Oppure, abbiamo iniziato a spumantizzare la Passerina ed il Pecorino, ottenendone una versione più vivace e leggera.
Se la riconoscibilità e la forte autoctonia sono i punti di forza dei vini Piceni, allo stesso tempo alcuni aspetti di tale approccio, come per esempio la mentalità conservatrice, hanno costituito un deterrente per lo sviluppo, insieme anche alla scarsa conoscenza del territorio da parte del viaggiatore/consumatore. La parte sud infatti, che va dal fiume Chienti al confine con l’Abruzzo, potrebbe essere definita come un territorio puro, uno scrigno da scoprire, meno promosso e valorizzato di altri. Queste caratteristiche però ne fanno allo stesso tempo un punto di debolezza e di forza, in quanto asso nella manica da tirar fuori in futuro per rivitalizzare l’enoturismo.

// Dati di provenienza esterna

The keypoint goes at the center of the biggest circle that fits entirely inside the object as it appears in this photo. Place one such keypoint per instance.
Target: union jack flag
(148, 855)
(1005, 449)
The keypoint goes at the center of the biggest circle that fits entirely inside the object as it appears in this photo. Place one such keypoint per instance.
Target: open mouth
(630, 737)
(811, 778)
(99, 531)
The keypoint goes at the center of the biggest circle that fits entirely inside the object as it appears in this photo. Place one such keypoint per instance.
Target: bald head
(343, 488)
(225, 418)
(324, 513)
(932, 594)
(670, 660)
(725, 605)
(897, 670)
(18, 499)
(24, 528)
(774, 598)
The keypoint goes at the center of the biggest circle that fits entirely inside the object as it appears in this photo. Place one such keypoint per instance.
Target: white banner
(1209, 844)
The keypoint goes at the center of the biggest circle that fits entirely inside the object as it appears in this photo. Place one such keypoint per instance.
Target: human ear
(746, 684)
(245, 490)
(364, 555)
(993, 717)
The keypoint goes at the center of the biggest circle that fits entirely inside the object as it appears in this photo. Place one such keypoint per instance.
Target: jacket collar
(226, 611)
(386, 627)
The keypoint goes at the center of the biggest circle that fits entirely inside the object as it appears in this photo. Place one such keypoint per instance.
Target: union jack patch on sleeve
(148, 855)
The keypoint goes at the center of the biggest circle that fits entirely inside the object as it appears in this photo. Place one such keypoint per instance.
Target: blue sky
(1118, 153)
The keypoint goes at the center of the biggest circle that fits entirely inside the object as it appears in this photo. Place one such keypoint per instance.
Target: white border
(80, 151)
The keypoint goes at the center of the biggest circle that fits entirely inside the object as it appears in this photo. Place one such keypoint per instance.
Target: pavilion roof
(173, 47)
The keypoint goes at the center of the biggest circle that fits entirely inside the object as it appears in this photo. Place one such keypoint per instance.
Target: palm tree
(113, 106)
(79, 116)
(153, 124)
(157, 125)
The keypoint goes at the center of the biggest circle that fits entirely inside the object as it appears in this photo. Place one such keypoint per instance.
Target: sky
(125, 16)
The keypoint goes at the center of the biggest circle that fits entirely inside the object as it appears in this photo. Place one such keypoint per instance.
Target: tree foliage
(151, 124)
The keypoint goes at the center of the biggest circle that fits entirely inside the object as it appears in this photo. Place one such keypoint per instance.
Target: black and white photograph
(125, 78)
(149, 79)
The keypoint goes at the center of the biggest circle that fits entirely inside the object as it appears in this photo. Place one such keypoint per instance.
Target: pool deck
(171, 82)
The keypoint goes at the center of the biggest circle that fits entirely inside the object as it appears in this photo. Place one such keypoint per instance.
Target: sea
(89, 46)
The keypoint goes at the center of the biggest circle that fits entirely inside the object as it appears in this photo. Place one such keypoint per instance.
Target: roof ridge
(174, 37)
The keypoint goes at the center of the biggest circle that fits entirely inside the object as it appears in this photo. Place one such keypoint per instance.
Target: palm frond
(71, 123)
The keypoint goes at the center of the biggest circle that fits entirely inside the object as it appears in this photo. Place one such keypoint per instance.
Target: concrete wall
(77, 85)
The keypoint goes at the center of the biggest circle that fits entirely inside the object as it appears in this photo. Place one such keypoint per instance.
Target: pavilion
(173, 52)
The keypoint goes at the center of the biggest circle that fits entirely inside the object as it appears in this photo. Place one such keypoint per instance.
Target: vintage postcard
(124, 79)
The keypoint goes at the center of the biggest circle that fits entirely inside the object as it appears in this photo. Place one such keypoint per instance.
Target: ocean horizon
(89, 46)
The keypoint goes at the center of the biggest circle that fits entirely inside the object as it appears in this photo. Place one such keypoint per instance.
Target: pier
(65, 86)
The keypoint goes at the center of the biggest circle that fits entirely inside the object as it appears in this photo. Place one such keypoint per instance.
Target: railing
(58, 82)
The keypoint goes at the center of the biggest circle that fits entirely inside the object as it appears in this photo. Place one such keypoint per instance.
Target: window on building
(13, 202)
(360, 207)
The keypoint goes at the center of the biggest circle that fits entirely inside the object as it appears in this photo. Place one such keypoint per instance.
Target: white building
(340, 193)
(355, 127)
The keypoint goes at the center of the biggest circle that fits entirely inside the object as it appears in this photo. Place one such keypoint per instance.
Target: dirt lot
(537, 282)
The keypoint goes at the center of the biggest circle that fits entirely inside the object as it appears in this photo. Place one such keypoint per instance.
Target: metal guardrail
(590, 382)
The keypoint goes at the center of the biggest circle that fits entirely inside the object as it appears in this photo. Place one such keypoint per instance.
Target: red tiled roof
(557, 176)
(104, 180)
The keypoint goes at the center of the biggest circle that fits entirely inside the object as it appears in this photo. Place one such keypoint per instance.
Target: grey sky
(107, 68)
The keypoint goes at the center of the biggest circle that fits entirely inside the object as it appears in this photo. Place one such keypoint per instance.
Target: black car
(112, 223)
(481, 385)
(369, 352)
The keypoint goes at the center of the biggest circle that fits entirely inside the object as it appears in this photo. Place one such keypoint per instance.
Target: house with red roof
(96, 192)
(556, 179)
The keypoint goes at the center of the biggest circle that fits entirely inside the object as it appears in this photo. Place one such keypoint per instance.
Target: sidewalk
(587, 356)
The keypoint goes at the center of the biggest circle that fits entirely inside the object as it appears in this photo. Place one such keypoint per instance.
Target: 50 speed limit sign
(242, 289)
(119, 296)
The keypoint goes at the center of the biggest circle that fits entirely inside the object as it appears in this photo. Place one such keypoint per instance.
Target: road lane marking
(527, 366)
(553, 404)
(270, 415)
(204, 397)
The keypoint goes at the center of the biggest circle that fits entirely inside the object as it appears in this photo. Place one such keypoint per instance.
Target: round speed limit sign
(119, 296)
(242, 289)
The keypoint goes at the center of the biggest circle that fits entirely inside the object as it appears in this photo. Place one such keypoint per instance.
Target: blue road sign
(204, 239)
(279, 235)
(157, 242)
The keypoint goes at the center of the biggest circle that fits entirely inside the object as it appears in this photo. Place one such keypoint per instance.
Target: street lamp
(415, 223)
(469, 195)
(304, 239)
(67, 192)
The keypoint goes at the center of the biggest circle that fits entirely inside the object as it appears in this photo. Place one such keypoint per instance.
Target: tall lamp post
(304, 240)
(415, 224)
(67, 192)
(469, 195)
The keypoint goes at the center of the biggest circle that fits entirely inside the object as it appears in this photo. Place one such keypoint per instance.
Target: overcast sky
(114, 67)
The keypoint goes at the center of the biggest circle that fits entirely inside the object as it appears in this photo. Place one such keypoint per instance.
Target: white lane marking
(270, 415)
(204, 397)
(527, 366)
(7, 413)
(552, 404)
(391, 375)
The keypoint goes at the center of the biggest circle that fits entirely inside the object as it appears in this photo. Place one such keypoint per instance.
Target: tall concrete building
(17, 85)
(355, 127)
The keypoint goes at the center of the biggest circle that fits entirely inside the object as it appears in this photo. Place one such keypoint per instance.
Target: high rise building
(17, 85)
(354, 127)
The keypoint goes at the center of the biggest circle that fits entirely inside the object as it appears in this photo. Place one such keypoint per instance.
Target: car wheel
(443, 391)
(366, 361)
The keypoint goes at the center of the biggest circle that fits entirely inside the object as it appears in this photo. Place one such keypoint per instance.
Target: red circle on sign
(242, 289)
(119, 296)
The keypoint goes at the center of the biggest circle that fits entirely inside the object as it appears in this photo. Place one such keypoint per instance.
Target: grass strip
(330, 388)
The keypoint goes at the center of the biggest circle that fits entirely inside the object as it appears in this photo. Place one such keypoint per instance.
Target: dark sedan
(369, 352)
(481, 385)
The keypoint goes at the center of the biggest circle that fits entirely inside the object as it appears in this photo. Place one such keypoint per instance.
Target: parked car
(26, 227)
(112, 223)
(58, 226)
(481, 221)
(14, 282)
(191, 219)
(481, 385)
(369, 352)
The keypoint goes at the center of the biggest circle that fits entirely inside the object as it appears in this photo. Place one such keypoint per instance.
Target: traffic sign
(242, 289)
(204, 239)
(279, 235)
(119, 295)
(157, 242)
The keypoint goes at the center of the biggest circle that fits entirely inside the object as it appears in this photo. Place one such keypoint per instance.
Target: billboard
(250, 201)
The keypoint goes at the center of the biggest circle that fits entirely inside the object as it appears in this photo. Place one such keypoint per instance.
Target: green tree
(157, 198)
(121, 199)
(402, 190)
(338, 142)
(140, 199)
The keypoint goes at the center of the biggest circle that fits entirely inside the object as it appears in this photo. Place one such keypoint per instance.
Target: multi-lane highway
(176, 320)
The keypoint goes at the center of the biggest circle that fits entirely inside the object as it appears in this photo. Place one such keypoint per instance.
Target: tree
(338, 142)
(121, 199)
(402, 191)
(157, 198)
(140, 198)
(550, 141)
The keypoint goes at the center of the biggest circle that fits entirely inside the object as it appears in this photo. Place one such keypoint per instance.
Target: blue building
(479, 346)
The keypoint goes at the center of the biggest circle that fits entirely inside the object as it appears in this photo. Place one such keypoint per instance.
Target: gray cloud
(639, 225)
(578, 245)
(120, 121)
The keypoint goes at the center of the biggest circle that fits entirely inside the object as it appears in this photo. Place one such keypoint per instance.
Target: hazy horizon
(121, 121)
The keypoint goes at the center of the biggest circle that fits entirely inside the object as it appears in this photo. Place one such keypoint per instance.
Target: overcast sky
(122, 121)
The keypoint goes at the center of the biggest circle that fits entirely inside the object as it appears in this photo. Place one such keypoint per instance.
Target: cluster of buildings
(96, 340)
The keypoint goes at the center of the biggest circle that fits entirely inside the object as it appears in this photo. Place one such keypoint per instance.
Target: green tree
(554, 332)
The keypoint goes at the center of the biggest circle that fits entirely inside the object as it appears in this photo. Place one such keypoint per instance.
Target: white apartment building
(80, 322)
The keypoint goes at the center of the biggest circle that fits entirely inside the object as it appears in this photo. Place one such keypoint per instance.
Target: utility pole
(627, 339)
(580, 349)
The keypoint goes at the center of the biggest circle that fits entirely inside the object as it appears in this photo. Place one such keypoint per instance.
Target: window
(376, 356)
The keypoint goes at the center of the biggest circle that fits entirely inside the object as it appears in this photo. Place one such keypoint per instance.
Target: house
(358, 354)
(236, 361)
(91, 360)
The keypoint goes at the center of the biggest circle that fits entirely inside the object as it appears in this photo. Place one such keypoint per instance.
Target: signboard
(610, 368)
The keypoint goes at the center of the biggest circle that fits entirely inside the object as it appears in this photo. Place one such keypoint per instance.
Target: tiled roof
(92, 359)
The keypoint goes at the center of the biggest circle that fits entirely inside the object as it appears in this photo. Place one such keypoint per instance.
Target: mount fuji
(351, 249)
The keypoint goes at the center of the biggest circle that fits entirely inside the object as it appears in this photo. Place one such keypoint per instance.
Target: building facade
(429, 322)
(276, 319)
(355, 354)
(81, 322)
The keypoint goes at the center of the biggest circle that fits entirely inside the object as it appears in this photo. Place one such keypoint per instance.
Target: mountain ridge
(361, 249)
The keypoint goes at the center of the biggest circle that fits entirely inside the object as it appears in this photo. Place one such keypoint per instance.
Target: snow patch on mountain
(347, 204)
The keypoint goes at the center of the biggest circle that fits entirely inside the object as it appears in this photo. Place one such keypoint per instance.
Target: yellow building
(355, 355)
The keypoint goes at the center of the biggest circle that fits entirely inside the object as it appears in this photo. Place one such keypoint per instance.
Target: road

Relativamente ai mercati di riferimento, come confermano i dati dell’Osservatorio di Nomisma nel 2018, in una decade l’esportazione del vino marchigiano è aumentata dal 35% al 50%; un considerevole aumento, reso possibile soprattutto dai cospicui fondi di investimento. Le nazioni in cui i nostri prodotti vengo importati in maggior misura sono, a livello extraeuropeo, USA, Canada, Cina e Russia. A livello europeo invece, abbiamo ottenuto ottime performance in Germania, Paesi Scandinavi e Regno Unito. Per il futuro, ci piacerebbe spingere i nostri orizzonti sino all’Indonesia, India e Brasile. Nello scorso anno sono stati investiti dal nostro Consorzio circa 2milioni di euro, ottenuti attraverso l’OCM e il PSR. Grazie a questa virtuosa convergenza tra imprese, enti pubblici, Regione Marche e UE, il nostro territorio è in grado di rappresentare degnamente l’Italia a livello internazionale, grazie ad un linguaggio innovativo nella comunicazione e nel marketing, ma soprattutto grazie all’impegno dei nostri produttori, che sono i più importanti ambasciatori della nostra Regione nel mondo.